Si elle reconnaît aujourd’hui que la transition posera la question du rééquilibrage interethnique, une partie de l’opposition n’en peine pas moins à définir un plan de sortie de crise viable. Seul Yawovi Agboyibo, le dirigeant du Comité d’action pour le renouveau (CAR), admet que « pour éviter une éventuelle chasse aux sorcières il faudrait mettre sur pied une « Commission Vérité et Réconciliation » ». Les autres opposants, en revanche, se défendent de tomber dans « le piège ethnique » et préfèrent profiter de l’euphorie générale. Les marches qu’ils organisent servent de catharsis pour une population frustrée d’avoir été bridée pendant si longtemps. Mais ne leur permettent-elles pas également de gagner ce précieux temps dont ils ont besoin pour tourner la page de la contestation ?
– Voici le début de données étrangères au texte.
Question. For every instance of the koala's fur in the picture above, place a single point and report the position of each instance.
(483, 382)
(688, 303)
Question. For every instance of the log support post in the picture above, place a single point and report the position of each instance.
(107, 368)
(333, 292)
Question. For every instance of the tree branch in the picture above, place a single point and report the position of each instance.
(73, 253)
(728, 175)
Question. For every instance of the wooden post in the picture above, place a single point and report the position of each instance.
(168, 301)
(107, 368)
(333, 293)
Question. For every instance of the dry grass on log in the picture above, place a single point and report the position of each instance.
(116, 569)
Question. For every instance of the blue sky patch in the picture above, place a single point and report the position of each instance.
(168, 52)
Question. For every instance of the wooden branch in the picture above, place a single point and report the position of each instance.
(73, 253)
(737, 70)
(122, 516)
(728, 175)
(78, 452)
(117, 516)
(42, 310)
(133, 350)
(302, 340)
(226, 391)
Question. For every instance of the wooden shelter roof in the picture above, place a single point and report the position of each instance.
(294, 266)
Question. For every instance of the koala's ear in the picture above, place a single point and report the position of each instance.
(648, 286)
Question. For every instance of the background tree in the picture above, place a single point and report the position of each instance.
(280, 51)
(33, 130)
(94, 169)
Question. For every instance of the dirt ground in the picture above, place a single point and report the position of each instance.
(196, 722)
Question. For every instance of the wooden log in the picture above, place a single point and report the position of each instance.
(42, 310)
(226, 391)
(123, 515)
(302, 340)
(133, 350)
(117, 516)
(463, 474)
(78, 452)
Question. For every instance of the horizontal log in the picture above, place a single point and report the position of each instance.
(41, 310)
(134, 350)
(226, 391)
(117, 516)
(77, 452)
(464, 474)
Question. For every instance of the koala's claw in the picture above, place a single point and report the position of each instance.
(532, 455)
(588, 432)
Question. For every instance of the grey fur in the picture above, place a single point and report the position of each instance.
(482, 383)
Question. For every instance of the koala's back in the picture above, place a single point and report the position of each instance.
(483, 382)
Mais comment consoler les Kabyés de la perte de leur bienfaiteur ? Dans le canton de Pya, où Eyadéma a grandi et a continué à venir se ressourcer dans la fraîcheur de son immense résidence construite au sommet de l’un des monts de la région, la peur du lendemain est tangible. D’autant que la fébrilité qui agite le Sud est largement colportée, notamment par les conducteurs de poids lourds qui traversent le pays pour rejoindre le Burkina Faso, le Mali ou le Niger. Tout en donnant des nouvelles de la capitale, ils s’interrogent : après avoir déjà été déroutés de la Côte d’Ivoire, vont-ils devoir trouver une autre voie que la nationale 1 togolaise pour relier le port de Lomé, qui a supplanté celui d’Abidjan, à l’hinterland ? À l’ombre des manguiers chargés de fruits où ils sirotent le tchoukoutou, une boisson locale à base de mil, ils tentent de prendre la mesure des incertitudes de l’après-Eyadéma.
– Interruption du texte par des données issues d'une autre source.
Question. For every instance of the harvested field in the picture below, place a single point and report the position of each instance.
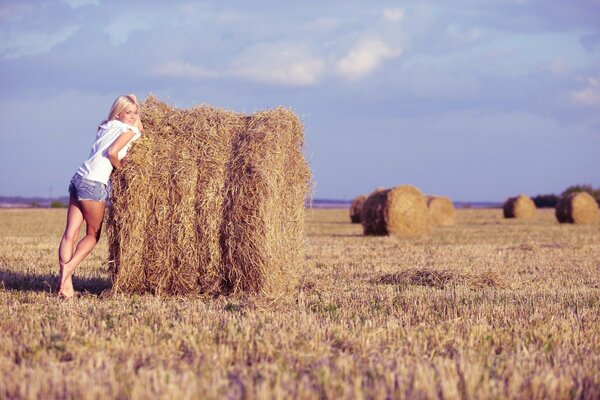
(441, 211)
(487, 308)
Passé l’affolement qui a suivi l’annonce du décès de ce dernier, le 5 février, Kara et sa région ont tout de même retrouvé un calme relatif, rassurées par l’« investiture » de Faure Gnassingbé comme chef de l’État. « Le fils du général représente la continuité dans la paix et la sécurité. Peu importe donc la manière dont il s’est emparé du siège présidentiel. Pour la majorité des gens de la région, le coup d’État constitutionnel dont les médias ont fait état, c’est du charabia. Ils n’ont pas une conscience politique très aiguisée. Ils ont été quelque part engourdis par la relation à la fois paternaliste et clientéliste qu’Eyadéma avait instaurée », explique un journaliste de Radio Kara, alors qu’au loin le muezzin appelle à la prière.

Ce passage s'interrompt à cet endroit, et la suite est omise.